L’histoire du Dunbrody
Le véritable Dunbrody fut construit en 1845 au Québec. Il fut commandé, avec sept autres navires identiques, par «William Graves & Son», une famille de commerçants de New Ross. Il fut construit par Thomas Hamilton Oliver, un architecte naval, lui-même émigrant irlandais du comté de Derry. La construction du navire ne dura que six mois et fut supervisée par le capitaine John Baldwin, premier maitre et commandant du vaisseau de 1845 à mars 1848. Navire de marchandises à l’origine, le Dunbrody transportait principalement du bois du Canada, du coton du Sud des États-Unis et du guano du Pérou.
En 1845, l’année de sa mise à l’eau, l’Irlande fut frappée par la famine. La perte de la récolte de pommes de terre et l’envolée du prix des denrées alimentaires entraîna une situation désespérée, poussant rapidement plus d’un million de personnes à fuir le pays. Leur nombre était si grand qu’il n’y avait pas assez de navires pour les transporter. Des sociétés de négoce, comme celle de la famille Graves, aménagèrent des couchettes sur leurs navires marchands pour faire face à l’afflux de passagers. Entre 1845 et 1851, le Dunbrody transporta des milliers d’émigrants vers l’Amérique du Nord. En l’absence de régulation stricte, un navire de la taille du Dunbrody transportait de 160 à plus de 300 passagers. En 1847, le navire embarqua jusqu’à 313 passagers à destination du Québec. De nombreux passagers du Dunbrody étaient des métayers sur les domaines de Lord Fitzwilliam, du comté de Wicklow, et du Vicomte de Vesci à Portlaoise.

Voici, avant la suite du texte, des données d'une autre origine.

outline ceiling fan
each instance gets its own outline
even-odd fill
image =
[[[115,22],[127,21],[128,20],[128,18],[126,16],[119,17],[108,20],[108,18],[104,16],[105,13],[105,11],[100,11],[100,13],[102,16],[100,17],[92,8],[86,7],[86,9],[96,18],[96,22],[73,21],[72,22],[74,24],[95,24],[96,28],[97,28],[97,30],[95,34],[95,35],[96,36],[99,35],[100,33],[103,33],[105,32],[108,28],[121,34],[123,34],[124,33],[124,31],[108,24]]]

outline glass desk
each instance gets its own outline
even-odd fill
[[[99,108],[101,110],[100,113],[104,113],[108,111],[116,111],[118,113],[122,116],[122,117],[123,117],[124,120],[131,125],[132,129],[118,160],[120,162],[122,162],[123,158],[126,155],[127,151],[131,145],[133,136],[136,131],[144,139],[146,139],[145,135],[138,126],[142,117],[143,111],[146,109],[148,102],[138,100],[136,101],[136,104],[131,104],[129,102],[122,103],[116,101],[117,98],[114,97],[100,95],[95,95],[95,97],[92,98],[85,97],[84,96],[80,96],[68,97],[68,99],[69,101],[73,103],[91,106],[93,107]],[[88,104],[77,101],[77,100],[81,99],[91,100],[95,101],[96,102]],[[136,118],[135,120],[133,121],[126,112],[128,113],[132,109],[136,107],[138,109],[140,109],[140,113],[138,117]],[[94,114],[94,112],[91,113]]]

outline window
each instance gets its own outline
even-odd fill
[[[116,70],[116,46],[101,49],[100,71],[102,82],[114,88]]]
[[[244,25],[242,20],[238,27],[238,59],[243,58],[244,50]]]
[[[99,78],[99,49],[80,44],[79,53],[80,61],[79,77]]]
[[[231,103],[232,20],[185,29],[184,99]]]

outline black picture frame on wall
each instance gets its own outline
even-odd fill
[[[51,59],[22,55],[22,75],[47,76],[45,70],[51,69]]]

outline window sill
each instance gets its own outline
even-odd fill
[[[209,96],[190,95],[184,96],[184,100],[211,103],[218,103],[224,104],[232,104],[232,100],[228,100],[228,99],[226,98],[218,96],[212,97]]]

Le Dunbrody ne comptait que deux classes de passagers, ceux qui voyageaient en cabine, pour 5 à 8 £, et ceux qui voyageaient dans l’entrepont pour 3 à 4 £. Sachant que le salaire mensuel moyen d’un ouvrier agricole dépassait à peine 1 £ par mois, beaucoup d’Irlandais ne pouvait même pas payer un billet d’entrepont. Les passagers de cabine bénéficiaient d’une quantité substantielle de nourriture et de certaines prestations. Quant aux passagers de l’entrepont, ils devaient en grande partie se débrouiller seuls.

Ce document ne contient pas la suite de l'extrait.